Em Bento Rodrigues, onde as obras estão em estágio mais avançado e já conta com a assinatura de um termo de compromisso entre a Renova e a Prefeitura de Mariana, menos da metade das casas prometidas foi concluída e os moradores ainda relutam em ocupar esses imóveis. Para Mônica Santos, integrante da CABF, a segurança desses moradores não está garantida e o local ainda funciona como um canteiro de obra, já que menos da metade das obras foram finalizadas e cerca de 3.000 operários ainda trabalham no local.

No “Novo Bento”, o único espaço utilizado pelos moradores é uma quadra escolar onde são celebradas as missas mensais. Enquanto isso, no território atingido, a Igreja das Mercês, que não foi atingida pela lama, se encontra em estado de deterioração devido a obras e explosões da Vale nas proximidades da construção histórica.

Neste cenário em que a Renova começa a entregar as obras dos reassentamentos, Mônica ressalta a importância de ocupar espaços como o do ICSA, onde acontece a exposição, para mostrar a realidade dos atingidos. “As propagandas da Renova são em horário nobre na Rede Globo, enquanto a gente não tem essa oportunidade. Então, ocupar o máximo de locais onde a gente puder mostrar e denunciar nossa realidade é muito importante”, afirmou.

Ainda segundo André Carvalho, outra preocupação que a comunidade manifestou foi a de não excluir ninguém nas homenagens feitas na exposição. Por isso, as homenagens se concentram em expressões comuns para todos das comunidades, como é o caso do seu Zezinho e a Festa do Menino Jesus em Paracatu, que reúne um grande número de pessoas todos os anos.

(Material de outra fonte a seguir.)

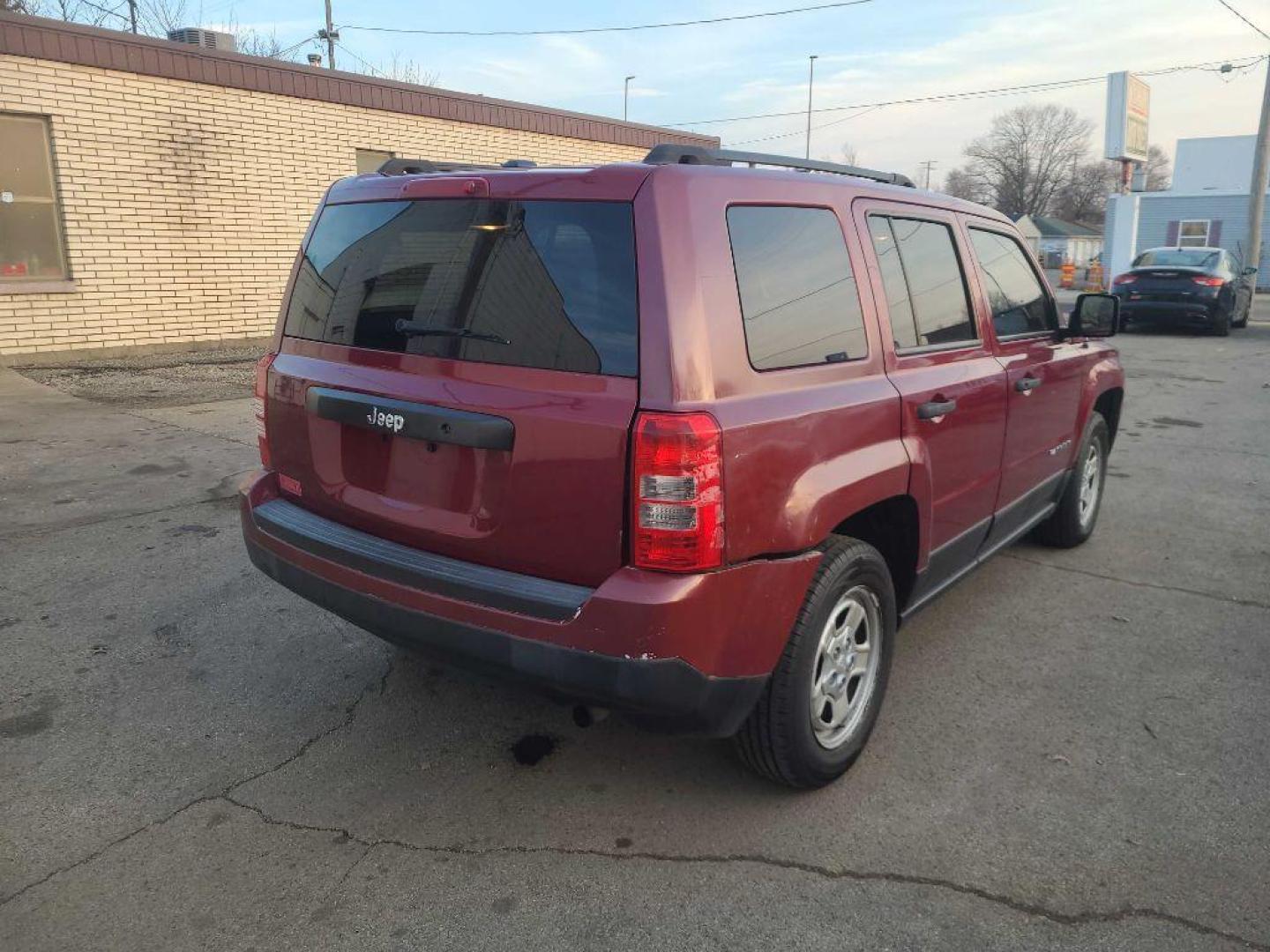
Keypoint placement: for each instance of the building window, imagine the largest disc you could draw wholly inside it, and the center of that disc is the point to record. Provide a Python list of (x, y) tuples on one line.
[(31, 227), (1192, 234), (371, 159)]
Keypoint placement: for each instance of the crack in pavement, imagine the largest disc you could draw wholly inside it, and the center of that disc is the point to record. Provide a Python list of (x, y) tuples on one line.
[(89, 522), (349, 712), (1229, 599), (380, 684), (826, 873)]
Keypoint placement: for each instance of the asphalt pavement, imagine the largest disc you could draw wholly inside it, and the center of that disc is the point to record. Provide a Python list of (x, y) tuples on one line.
[(1072, 753)]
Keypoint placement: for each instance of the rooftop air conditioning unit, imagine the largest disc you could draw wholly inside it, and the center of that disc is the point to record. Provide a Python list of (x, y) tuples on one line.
[(206, 38)]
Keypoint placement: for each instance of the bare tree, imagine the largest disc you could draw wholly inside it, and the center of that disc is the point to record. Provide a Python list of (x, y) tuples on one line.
[(403, 70), (1027, 156), (1157, 167), (251, 42), (1082, 198)]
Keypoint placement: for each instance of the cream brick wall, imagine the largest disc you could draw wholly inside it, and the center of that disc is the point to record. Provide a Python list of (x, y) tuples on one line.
[(183, 204)]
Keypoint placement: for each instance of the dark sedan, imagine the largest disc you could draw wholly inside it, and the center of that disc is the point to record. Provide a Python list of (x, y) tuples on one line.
[(1200, 286)]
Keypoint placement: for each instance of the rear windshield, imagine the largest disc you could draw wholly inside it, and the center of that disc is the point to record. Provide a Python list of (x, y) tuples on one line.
[(545, 285), (1177, 258)]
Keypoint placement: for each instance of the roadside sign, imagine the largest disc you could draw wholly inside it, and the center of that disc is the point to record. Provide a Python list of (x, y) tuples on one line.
[(1128, 112)]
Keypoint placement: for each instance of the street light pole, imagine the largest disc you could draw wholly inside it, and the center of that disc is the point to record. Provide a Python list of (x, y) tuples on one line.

Além da exposição, a programação do dia 5 de novembro contou com celebrações em Bento Rodrigues, Ponta do Gama e Governador Valadares, que teve sua principal bacia hidrográfica — a do Rio Doce — deteriorada com o rompimento da barragem. Em Mariana aconteceu a Marcha dos Atingidos  e o ato “1 minuto de sirene”, na Praça Gomes Freire, contando com a presença de Horácio Araóz, professor e pesquisador da Universidade de Catamarca, na Argentina, que desenvolve estudos sobre extrativismo e mineração na América Latina. No Brasil ele publicou o livro Mineração, genealogia do desastre, pela Editora Elefante.